The hand that held the gun was trembling a little, with cold, or with some strong emotion, or with both. Her whole body seemed to contract, as if with pain, when the coyote howled again, coming closer. She looked down at the gun.
“You forgot this,” she whispered.
He did not say anything. He watched the gleaming small revolver pointed at him in the moonlight. The weapon was not cocked; that gave him, he decided, a little time unless she was aware of the effort that would be necessary to work the stiff double-action mechanism. He got a grip on the blanket so that he could rip it aside and roll free if he saw the hammer begin to rise.
“Do you want the car keys?” he asked. “They’re in my pocket. You can take them and beat it, if that’s what you want.”
Her face was a small pinched mask in the moonlight. The muzzle of the gun sagged a little.
“Oh, don’t be silly, John,” she breathed.
Then the gun dropped to the ground and she stood looking at it; presently giving it a small push toward him with her stockinged foot.

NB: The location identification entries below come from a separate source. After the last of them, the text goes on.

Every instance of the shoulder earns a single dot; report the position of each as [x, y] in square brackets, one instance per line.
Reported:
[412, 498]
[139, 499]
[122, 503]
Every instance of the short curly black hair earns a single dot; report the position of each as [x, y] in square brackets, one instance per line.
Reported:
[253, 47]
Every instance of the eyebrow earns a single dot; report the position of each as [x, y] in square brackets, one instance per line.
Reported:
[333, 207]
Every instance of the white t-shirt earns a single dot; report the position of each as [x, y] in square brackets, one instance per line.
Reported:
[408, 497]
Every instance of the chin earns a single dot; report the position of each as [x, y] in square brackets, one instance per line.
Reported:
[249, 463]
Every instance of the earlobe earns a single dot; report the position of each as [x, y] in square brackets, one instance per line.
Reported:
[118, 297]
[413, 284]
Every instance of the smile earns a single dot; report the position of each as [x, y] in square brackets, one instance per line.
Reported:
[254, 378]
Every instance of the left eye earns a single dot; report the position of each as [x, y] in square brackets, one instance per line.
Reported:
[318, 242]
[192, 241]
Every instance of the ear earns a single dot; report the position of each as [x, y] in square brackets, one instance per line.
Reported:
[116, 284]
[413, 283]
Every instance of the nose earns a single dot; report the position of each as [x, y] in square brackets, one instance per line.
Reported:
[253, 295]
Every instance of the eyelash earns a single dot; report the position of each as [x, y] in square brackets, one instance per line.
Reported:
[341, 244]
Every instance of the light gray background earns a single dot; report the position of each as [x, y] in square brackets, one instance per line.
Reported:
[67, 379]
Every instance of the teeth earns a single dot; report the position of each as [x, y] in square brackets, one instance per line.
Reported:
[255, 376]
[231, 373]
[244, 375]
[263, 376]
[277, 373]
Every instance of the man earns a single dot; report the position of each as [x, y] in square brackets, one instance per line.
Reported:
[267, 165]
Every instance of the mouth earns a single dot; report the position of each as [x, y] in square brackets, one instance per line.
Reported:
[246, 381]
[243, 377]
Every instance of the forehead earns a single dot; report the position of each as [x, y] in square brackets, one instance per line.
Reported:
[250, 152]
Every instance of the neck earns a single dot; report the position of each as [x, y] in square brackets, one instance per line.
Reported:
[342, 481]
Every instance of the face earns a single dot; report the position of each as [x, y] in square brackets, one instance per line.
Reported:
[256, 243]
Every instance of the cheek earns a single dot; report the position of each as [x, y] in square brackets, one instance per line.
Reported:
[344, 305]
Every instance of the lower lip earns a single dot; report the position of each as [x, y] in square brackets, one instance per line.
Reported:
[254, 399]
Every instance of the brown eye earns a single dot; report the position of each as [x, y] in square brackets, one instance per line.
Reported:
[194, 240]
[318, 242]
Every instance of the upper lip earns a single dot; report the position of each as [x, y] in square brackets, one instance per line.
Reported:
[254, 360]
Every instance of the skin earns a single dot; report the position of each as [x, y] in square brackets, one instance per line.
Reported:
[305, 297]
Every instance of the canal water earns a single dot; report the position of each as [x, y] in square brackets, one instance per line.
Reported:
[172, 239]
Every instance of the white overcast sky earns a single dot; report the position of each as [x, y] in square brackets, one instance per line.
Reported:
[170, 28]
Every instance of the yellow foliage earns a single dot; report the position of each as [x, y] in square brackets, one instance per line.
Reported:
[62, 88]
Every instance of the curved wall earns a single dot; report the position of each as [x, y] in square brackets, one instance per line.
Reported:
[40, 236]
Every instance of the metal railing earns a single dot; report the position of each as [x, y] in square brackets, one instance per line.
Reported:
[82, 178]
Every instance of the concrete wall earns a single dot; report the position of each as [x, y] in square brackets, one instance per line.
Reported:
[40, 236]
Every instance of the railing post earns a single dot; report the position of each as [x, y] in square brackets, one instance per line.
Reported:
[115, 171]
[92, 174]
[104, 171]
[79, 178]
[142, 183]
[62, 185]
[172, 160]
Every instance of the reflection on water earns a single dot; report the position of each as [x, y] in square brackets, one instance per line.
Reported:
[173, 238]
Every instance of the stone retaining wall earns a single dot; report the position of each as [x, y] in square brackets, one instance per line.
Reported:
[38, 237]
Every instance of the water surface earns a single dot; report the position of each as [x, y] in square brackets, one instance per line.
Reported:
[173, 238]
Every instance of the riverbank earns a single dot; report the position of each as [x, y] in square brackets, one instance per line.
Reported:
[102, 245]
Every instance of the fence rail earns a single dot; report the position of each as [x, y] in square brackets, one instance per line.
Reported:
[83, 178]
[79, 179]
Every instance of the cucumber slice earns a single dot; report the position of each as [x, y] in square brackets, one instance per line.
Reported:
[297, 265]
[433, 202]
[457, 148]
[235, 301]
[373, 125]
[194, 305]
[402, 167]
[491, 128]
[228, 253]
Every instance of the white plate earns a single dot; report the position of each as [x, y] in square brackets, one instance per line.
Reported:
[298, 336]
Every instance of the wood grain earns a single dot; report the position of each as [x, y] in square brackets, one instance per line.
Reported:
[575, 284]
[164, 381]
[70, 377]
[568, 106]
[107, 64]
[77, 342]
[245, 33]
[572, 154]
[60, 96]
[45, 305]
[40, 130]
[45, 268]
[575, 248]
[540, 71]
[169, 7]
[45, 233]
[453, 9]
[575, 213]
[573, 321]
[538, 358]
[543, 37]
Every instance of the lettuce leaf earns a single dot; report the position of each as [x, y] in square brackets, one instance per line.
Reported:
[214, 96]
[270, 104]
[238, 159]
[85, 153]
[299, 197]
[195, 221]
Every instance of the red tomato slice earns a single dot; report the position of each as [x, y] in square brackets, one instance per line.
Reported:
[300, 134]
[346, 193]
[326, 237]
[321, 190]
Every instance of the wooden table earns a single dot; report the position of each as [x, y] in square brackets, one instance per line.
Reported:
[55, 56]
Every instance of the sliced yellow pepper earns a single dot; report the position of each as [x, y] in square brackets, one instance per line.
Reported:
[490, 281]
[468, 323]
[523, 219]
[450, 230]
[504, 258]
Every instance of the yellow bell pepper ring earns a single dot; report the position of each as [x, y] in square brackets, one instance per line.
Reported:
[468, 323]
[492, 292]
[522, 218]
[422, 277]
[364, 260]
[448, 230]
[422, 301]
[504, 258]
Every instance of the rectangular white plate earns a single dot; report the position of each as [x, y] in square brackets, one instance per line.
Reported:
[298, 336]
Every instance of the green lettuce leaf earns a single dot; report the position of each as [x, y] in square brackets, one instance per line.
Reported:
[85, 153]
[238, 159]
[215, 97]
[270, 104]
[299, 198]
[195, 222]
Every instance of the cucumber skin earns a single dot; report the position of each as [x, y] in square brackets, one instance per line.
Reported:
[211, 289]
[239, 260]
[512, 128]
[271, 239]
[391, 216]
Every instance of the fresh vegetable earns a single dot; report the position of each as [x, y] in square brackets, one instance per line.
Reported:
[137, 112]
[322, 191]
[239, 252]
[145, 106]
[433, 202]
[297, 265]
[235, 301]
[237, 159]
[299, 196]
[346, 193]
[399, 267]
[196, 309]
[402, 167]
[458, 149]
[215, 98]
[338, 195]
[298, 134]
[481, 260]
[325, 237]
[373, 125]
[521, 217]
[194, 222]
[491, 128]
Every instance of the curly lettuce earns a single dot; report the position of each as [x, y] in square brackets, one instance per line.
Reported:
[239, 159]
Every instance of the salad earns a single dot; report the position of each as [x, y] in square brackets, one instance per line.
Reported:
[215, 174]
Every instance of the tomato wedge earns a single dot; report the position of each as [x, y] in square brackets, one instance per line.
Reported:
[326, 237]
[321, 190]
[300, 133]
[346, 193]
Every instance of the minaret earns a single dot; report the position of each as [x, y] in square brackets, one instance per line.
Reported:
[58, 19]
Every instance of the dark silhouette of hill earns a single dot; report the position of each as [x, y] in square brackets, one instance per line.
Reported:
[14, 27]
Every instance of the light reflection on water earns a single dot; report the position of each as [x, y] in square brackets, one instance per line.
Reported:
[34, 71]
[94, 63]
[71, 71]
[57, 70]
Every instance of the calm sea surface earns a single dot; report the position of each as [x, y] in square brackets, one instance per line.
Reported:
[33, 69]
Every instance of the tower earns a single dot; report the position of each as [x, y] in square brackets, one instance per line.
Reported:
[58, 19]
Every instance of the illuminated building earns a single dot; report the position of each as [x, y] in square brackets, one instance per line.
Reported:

“There it is!” she whispered. “You can relax now. You can go to sleep now. You can—” She turned her back on him sharply, choking. Her voice was harsh with tears when she spoke again: “I suppos
e you took the cartridges out of it when I wasn’t looking!”
He glanced at her back and, with sudden anger, raked up the cut-off revolver, pointed it out across the desert, and pulled the trigger. There was more flame than he had expected; and for an instant the little gun was alive in his grasp. The report was a short, smashing sound, like the sound of a blow. It jerked Ann around to face him, gasping. After a pause the echo came yammering back at them from the distant buttes.
“Don’t you want to make sure they aren’t blanks?” Emmett demanded, holding up the weapon.
“Why did you leave it? You left it there deliberately, to test me!” She caught her breath. “You’ve been lying here, waiting… You thought I might…! I don’t like booby-traps, John Emmett!”
He said, “All right, and if I’d guessed wrong about you, who’d have been the booby?”
The coyote howled again. Ann shivered convulsively. After a moment she sank down on the blanket beside Emmett, hugging herself against the cold. They did not speak for a while.
“This afternoon… striking me!” She breathed at last. “Tonight… waiting for me to—to attack you—as if I were s-some kind of an animal you had to beat and trick…!”
He said, “Your father said you called him up in hysterics, Saturday night, and confessed to killing Stevens.”
For a moment she was quite still; he thought she had even stopped breathing. When she spoke, her voice was just barely audible.
“No. Oh, no!”
Emmett said, “He warned me not to let you get behind me with a weapon. I thought I’d try it and see what happened.”
He felt her glance at him through the pale darkness. “Does that mean… that you don’t believe I…?”
“Did you?” he asked.
“No.”
“No what?” he asked. “No you didn’t kill him, or no you didn’t call him.”